Si je n'arrive pas à distinguer l'humain d'entre l'homme et la femme, c'est qu'il ne se manifeste pas, qu'il ne veut pas s'exprimer.
A t-on le droit de parler?
Oui, mais pour dire quoi?
Ressentir seulement suffit-il?
Nous a t-on donné les sentiments en échange des mots qu'on nous a confisquées?
Oui, nous sommes sentimentales, pas assez dans la concrétisation des actes et des paroles, nous dit-on. 
Mais nous savons détester, hair, aimer, juger, présentir, donner, envier, jalouser, jusqu'aux os, avec sincérité.

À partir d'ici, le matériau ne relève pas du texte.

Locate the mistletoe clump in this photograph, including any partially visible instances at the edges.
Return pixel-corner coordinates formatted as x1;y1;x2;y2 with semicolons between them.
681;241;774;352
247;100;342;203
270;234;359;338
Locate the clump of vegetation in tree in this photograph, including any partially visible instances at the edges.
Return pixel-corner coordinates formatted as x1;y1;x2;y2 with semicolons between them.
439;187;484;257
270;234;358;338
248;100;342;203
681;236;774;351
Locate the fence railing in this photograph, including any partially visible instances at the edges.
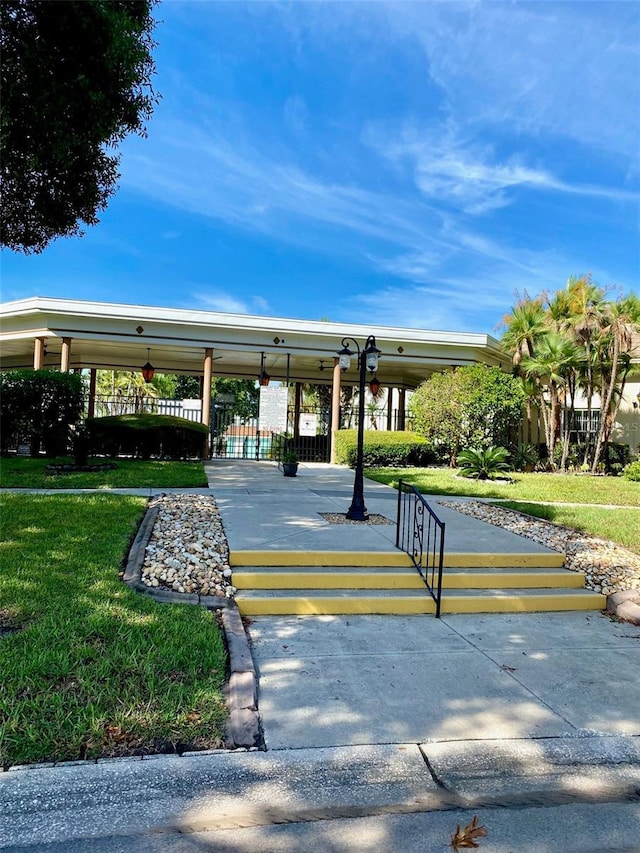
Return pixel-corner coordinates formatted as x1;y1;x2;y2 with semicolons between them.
396;480;445;618
87;394;201;423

Ce qui se ressent, est un chemin de ruban qui me traverse, je ne peux pas le partager, je n'y arrive pas.
J'ai l'orgueil, comme tout le monde, de croire en des sentiments exclusifs, et je ne préfère pas croire que je suis en fait banale, stricitement normale.
Des questionnement existentiels.
Ils me prennent de temps à autre, quand je n'ai plus ce qui me nourri en fierté et en orgueil; les gens.
J'essaie de cultiver autre chose, de trenscendant à ce que je suis, un raisonnement sans inconscient, sans conscient, sans subjectivité, mais il s'effrite et s'envole, devant moi et entre mes mains, il me provoque.
Si je partais, tout de suite, que resterait-il de moi à part mon image?
Rien.
Il ne resterait rien, et c'est là où tout s'arrete. L'immortalité ne s'inscrit pas dans mon image.